There is a lack of consensus on under- and over-triage rates in dispatch science, despite expert recommendations [21]. We should not forget that over-triage may reduce EMS capacities to respond to other patients, while eradication of under-triage is impossible without an increase of over-triage and reduced specificity.

This is due mainly to the heterogeneity of the dispatch system (CBD, MPDS, physician dispatch) and EMS system (two or three tiers), as well as to the absence of consensus on the definition of high- versus low-acuity cases [13]. The study design also plays an important role in benchmarking. Some compare dispatch priority and emergency department (ED) evaluation [22], others dispatch priority, EMS, and ED evaluations [23], and some dispatch priority and EMS evaluation [13], like in this study. As in Dami et al. [13], we decided to use the same methodology and compare only dispatch priorities and EMS field findings using the NACA score. We are deeply convinced that in a three-tier system the accuracy of priority dispatch should be evaluated by the first professional on scene for two reasons.
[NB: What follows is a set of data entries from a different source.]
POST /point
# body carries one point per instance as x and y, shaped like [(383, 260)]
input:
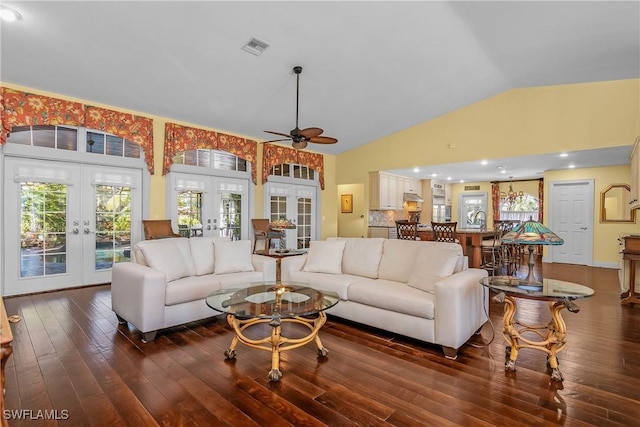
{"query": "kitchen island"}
[(468, 237)]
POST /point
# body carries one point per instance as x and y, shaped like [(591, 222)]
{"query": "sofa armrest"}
[(266, 265), (461, 307), (138, 295), (291, 264)]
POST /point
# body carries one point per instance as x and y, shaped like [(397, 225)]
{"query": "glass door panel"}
[(209, 206), (43, 224)]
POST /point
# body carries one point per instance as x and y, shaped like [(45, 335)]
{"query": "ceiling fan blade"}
[(323, 140), (278, 133), (275, 140), (299, 145), (310, 132)]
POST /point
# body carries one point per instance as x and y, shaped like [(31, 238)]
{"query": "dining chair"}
[(158, 229), (496, 255), (407, 230), (444, 231), (262, 231)]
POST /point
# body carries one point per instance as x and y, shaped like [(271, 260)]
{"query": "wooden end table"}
[(552, 336)]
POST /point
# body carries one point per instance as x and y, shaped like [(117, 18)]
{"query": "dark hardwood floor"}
[(71, 357)]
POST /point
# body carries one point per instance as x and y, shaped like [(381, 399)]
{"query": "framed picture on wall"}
[(346, 203)]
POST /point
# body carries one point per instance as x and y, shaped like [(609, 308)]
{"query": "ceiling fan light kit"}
[(301, 137)]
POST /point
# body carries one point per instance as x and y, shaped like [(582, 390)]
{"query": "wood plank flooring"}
[(73, 362)]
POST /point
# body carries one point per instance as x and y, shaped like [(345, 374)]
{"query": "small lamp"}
[(531, 233)]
First, it would reduce the impact of elapsed time from dispatch to clinical evaluation to its minimal, and second, an ED evaluation does not take into consideration possible improvement of the patient’s clinical condition due to EMS treatment. As stated in 2015 [13], it is still of prime importance for DCs to publish their results, as this may allow benchmarking and therefore ‘permit reaching of an international consensus on dispatch accuracy’.
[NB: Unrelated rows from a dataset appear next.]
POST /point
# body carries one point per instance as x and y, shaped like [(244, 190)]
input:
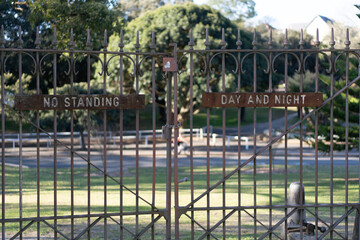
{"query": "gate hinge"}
[(182, 210), (163, 212)]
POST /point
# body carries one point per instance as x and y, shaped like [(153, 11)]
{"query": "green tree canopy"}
[(235, 9)]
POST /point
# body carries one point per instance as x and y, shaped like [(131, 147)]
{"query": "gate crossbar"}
[(269, 144)]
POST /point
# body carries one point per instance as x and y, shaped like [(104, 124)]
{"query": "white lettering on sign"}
[(82, 102)]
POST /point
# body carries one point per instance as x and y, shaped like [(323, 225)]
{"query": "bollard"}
[(294, 199)]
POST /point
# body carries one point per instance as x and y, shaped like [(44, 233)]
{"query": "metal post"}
[(356, 235)]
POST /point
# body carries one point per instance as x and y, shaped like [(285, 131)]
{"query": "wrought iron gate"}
[(230, 190)]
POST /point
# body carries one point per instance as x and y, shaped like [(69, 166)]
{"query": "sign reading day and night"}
[(70, 102), (262, 99)]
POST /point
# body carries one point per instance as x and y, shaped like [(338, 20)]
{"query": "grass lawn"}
[(145, 191)]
This study has some limitations. It is an observational, retrospective study in a specific local setting and, as stated above, not applicable to other dispatch systems or two-tier EMS. The NACA score is known to be described as subjective [24] and not always reproducible [25], and the patient’s condition may change for better or worse while the EMS is on its way, inducing incoherence between the dispatch and EMS findings on scene. Therefore it may not always describe the patient’s clinical state on EMS arrival on site, as a minority of patient worsen during EMS care or transport, wich may overestimate under-traige. A clinical evaluation and score on EMS arrival would be the best to evaluate dispatch’s priority decision. The high rate of missing data post-merger is mainly due to omitted transmission of NACA scores. Those missing NACA scores were probably equally distributed between study groups, therefore mitigating any bias regarding over and undertriage.

Conclusion

Apart from the potential cost advantages achieved by the merger of two DCs, it can improve the quality of services to the population, reducing over- and under-triage, increasing the availability of resources, and reducing the use of L&S and, therefore, the risk of accidents. This is especially the case when a DC with poor triage performance merges with a high-performing DC.